Estoy en mi piso de Las Arenas, en Guecho, y desde donde escribo percibo todo El Abra desde Santurce hasta Punta Galea como un espacio en el que conviven en cada momento las actividades naúticas, comerciales, industriales y deportivas. Como ya dije en un post años atrás, una mesa baja e irregular del salón me dice en cada momento, con una punta de su tabla, de dónde viene ese día el viento: el gallego del oeste, el francés del este y el sur pues del sur, y nada más, pues el del norte nunca es directo y los vientos hacen virar a los barcos deportivos anclados desde su proa.
Mi sorpresa esta mañana ha sido el ver cómo esa mesa daba saltos como si hubiera perdido su facultad de orientarse.
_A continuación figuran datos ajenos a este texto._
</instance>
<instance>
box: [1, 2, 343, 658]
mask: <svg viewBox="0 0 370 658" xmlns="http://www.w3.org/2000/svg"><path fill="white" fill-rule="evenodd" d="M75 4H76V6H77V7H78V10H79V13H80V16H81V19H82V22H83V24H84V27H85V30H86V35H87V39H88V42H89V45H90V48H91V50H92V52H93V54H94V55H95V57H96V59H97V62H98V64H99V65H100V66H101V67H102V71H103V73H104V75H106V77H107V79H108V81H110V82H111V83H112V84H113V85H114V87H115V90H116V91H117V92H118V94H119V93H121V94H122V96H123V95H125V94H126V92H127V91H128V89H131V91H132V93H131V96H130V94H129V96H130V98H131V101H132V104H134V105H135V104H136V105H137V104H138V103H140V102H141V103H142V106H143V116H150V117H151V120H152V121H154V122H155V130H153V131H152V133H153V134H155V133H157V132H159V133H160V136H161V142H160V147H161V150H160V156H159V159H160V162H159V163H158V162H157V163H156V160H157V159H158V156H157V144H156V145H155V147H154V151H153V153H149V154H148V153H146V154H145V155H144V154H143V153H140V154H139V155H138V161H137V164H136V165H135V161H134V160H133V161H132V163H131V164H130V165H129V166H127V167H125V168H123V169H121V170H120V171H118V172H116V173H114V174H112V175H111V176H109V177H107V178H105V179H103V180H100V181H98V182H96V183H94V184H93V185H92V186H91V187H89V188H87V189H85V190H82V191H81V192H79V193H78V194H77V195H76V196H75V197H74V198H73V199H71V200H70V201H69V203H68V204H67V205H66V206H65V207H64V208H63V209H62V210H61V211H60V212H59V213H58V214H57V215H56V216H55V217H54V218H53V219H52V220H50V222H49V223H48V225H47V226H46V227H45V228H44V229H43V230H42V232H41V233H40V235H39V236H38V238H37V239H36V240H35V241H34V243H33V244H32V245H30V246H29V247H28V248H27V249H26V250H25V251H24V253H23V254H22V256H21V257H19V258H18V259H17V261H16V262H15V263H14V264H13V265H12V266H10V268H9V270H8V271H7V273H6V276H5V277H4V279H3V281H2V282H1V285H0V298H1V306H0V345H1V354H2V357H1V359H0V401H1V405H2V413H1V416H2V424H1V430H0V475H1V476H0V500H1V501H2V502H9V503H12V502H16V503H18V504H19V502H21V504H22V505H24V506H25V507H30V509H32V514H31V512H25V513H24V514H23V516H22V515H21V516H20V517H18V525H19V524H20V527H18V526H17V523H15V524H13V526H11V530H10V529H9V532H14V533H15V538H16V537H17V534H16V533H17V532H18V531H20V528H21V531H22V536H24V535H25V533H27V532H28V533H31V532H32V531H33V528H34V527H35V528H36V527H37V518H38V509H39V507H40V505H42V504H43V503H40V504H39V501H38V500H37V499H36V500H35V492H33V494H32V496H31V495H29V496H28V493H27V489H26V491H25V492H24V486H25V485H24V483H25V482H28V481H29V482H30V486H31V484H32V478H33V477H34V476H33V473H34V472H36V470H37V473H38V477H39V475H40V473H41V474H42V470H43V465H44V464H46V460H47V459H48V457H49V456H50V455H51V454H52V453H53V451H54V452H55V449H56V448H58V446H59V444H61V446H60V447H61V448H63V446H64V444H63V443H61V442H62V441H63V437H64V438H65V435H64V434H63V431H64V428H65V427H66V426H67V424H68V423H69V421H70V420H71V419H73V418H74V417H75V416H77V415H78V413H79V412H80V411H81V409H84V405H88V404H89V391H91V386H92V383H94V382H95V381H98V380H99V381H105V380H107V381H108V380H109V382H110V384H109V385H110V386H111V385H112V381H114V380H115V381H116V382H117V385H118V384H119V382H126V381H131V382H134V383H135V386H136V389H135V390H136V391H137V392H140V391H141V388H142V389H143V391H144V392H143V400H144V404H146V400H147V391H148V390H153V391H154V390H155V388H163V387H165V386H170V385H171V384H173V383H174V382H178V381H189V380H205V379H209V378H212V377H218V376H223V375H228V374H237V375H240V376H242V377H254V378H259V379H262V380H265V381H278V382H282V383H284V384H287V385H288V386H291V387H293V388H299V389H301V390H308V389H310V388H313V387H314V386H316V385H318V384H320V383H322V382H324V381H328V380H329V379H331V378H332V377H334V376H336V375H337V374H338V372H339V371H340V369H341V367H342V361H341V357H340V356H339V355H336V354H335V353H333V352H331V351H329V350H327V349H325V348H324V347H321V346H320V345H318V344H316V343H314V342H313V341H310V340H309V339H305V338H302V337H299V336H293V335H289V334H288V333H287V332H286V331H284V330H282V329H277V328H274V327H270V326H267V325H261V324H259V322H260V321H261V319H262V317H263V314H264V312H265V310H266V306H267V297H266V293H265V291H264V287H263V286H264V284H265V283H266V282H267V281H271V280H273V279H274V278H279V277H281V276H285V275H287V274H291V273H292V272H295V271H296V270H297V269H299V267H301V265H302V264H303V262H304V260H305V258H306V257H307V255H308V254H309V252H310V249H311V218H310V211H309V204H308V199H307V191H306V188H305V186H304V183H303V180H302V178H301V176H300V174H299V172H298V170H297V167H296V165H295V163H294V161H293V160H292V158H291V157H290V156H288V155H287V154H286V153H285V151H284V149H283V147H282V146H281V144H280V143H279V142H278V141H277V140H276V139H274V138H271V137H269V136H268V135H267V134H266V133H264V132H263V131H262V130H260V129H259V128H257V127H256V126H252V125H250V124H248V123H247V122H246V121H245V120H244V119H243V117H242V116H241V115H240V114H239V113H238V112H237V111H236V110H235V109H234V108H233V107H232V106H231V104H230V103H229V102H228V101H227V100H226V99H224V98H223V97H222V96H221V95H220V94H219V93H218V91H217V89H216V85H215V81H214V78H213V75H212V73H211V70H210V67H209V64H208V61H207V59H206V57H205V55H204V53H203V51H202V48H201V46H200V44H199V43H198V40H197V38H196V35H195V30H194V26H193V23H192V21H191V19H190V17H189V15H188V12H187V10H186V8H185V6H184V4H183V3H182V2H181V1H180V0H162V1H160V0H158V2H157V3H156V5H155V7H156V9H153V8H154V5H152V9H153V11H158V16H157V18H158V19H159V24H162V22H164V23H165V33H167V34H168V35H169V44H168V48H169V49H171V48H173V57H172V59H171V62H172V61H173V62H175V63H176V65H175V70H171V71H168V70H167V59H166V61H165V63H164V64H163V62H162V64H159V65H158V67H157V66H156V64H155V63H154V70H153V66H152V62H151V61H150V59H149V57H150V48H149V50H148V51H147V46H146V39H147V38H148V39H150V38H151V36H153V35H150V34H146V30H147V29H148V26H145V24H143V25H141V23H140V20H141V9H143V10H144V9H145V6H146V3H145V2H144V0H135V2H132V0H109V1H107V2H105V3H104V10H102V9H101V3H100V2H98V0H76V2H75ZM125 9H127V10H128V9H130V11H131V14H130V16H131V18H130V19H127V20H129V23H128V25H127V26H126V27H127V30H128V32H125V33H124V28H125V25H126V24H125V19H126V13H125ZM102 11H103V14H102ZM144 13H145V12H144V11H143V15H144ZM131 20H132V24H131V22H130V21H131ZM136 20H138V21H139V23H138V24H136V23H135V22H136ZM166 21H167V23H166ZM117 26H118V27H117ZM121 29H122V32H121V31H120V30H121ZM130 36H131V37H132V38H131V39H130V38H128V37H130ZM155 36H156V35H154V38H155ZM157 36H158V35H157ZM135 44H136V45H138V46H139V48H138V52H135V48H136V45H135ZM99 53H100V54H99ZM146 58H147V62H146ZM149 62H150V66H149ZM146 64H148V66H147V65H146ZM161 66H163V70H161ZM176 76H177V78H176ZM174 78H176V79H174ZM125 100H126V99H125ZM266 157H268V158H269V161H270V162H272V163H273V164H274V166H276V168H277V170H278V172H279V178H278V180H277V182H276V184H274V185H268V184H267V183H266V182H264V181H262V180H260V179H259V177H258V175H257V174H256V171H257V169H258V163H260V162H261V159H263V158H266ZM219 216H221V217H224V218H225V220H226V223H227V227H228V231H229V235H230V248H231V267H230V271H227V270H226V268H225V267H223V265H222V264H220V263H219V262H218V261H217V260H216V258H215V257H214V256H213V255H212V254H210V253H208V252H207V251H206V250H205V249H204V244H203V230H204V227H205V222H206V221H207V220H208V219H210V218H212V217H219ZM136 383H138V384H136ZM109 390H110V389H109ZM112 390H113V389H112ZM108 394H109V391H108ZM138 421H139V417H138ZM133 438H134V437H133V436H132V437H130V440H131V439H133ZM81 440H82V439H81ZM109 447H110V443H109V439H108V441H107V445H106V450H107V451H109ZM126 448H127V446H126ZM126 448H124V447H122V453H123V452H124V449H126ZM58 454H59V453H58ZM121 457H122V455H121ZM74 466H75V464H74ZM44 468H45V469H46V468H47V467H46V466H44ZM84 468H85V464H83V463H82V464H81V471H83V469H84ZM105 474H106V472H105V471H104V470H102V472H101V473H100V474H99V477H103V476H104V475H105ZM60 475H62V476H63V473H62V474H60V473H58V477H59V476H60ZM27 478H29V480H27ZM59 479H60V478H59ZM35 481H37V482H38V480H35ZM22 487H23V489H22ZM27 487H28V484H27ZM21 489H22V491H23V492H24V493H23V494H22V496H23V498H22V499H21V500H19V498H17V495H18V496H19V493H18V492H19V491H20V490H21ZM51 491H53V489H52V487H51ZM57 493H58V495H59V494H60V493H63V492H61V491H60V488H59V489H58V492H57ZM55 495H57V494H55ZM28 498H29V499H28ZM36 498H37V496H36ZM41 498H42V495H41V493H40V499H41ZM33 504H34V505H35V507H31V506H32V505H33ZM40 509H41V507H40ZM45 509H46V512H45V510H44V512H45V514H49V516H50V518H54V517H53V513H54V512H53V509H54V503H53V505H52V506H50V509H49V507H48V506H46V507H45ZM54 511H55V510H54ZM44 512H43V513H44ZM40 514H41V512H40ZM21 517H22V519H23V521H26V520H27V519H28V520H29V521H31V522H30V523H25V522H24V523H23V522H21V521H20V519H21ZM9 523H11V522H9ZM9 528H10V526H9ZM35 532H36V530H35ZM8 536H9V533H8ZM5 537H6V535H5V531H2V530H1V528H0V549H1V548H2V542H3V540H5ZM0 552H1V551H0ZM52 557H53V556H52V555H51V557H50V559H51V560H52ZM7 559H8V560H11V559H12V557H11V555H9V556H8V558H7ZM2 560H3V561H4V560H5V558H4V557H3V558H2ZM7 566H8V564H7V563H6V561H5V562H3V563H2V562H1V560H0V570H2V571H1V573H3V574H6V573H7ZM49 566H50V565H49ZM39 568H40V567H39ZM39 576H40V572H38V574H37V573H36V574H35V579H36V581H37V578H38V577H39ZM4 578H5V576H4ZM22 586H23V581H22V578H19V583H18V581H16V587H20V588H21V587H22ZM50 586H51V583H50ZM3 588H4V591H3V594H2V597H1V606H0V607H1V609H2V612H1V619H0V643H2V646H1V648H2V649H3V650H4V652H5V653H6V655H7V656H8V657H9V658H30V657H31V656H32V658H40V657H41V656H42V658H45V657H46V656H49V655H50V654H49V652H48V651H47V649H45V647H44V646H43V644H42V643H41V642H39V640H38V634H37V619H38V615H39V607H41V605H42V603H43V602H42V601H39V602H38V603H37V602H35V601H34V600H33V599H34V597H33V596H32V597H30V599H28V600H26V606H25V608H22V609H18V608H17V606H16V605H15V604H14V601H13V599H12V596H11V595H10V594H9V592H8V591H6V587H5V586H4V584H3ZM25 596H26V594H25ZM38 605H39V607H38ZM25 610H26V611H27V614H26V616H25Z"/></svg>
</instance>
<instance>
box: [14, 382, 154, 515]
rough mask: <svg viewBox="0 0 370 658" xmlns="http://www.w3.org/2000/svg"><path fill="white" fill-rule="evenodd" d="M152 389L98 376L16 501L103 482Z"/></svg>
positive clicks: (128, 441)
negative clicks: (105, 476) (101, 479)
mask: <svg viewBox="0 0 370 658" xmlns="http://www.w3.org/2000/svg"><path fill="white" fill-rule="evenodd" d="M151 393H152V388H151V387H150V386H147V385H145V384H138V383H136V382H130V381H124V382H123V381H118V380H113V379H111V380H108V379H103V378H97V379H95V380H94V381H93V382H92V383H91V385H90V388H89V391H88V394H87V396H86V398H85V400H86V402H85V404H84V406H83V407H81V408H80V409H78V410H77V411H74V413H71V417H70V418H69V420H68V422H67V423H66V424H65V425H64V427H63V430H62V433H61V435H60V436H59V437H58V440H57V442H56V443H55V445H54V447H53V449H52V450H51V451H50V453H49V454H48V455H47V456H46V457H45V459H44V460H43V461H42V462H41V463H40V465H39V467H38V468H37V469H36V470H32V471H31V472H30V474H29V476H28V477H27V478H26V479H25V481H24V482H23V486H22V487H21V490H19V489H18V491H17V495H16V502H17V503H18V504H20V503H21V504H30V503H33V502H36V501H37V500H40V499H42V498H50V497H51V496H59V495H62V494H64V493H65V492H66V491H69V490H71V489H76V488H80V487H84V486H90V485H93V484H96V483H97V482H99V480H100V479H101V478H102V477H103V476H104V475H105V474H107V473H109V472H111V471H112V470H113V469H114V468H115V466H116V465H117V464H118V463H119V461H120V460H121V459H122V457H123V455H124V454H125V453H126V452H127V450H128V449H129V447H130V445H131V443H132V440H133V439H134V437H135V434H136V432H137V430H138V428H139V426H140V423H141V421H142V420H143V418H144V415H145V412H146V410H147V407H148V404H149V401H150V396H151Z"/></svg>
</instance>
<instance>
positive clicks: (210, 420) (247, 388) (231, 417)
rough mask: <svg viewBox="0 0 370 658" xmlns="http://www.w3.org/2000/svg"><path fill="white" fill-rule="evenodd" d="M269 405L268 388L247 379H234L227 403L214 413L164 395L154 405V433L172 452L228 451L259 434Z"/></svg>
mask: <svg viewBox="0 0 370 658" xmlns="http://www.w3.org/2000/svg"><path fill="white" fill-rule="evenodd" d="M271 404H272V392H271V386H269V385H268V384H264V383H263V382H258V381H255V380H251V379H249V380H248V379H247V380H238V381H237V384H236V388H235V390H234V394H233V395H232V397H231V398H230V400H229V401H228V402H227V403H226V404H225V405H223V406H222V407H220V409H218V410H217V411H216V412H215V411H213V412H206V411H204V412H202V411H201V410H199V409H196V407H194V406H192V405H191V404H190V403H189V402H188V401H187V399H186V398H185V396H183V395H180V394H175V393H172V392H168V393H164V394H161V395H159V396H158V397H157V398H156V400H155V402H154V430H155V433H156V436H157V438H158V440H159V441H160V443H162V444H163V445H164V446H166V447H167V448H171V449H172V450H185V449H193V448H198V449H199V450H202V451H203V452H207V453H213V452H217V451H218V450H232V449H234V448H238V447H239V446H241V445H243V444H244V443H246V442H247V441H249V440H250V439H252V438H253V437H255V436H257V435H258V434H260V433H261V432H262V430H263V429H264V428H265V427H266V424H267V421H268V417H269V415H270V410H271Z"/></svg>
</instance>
La observación de la dirección de la proa de los barcos me ha dado a entender que hoy todo funciona a los cuatro vientos, desde el sur al amanecer, anunciando calor, hasta el gallego al mediodía amenazando de lluvia, terminando con el francés, después de comer, ofreciendo simplemente civilización. Me he quedado perplejo y todavía mucho más cuando he captado que esa variación era casi continua como la mesita quería decirme con sus saltitos.
Por el muelle por el que los paseantes veraniegos y los locales jubilados como yo se deslizan durante todo el día el colorido era muy extraño porque no era nada homogéneo variando del blanco al gris de acuerdo con los agujeros que en las nubes dejaban pasar más o menos sol.
Me ha enorgullecido que, en mi tierra, la continua variación no sea algo extraño, sino que, sin llegar a caer en el fenómeno de hoy, es muy cierto que el cambio de vientos es muy corriente. Se me ha ocurrido que esa variedad es como un elogio de la política diversa que a su vez es garantía de la ausencia de extremismo a no ser que estos último fueran muy radicales, tanto como esos días de mar bravo que acaba con la fijación de las anclas y genera auténticos naufragios en medio de una bahía en general tranquila. Casos aislados como lo son algunas exageraciones en el vestir de algunos paseantes.